Today Dr. Frances has an Op Ed in the New York Times that challenges the way the American Psychiatric Association draft of DSM V is construing the relationship between grief (a "normal" process) and major depression (an "illness"). My admiration for his lucidity and good sense holds steady. Here's the gist of his argument:
Wise thoughts, wonderfully well articulated!Suppose your spouse or child died two weeks ago and now you feel sad, take less interest and pleasure in things, have little appetite or energy, can’t sleep well and don’t feel like going to work. In the proposal for the D.S.M. 5, your condition would be diagnosed as a major depressive disorder.
This would be a wholesale medicalization of normal emotion, and it would result in the overdiagnosis and overtreatment of people who would do just fine if left alone to grieve with family and friends, as people always have. It is also a safe bet that the drug companies would quickly and greedily pounce on the opportunity to mount a marketing blitz targeted to the bereaved and a campaign to “teach” physicians how to treat mourning with a magic pill.

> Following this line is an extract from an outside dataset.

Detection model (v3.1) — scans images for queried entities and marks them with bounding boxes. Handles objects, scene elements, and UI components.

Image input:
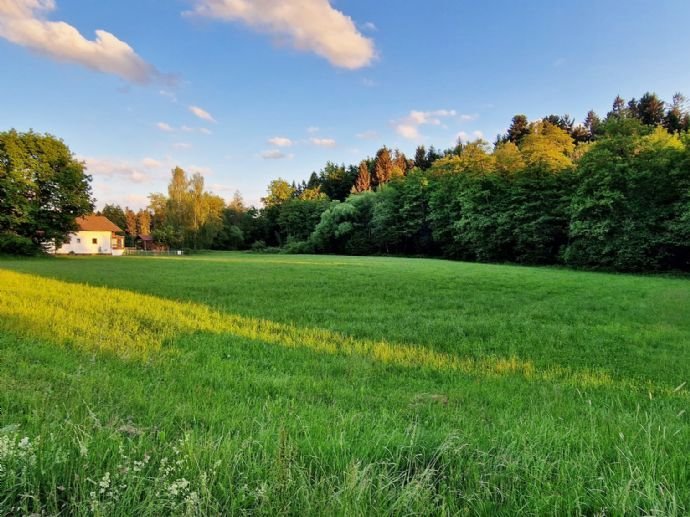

...Because almost everyone recovers from grief, given time and support, this treatment would undoubtedly have the highest placebo response rate in medical history. After recovering while taking a useless pill, people would assume it was the drug that made them better and would be reluctant to stop taking it. Consequently, many normal grievers would stay on a useless medication for the long haul, even though it would likely cause them more harm than good.
The bereaved would also lose the benefits that accrue from letting grief take its natural course. What might these be? No one can say exactly. But grieving is an unavoidable part of life — the necessary price we all pay for having the ability to love other people. Our lives consist of a series of attachments and inevitable losses, and evolution has given us the emotional tools to handle both...It is essential, not unhealthy, for us to grieve when confronted by the death of someone we love.
...Turning bereavement into major depression would substitute a shallow, Johnny-come-lately medical ritual for the sacred mourning rites that have survived for millenniums. To slap on a diagnosis and prescribe a pill would be to reduce the dignity of the life lost and the broken heart left behind. Psychiatry should instead tread lightly and only when it is on solid footing.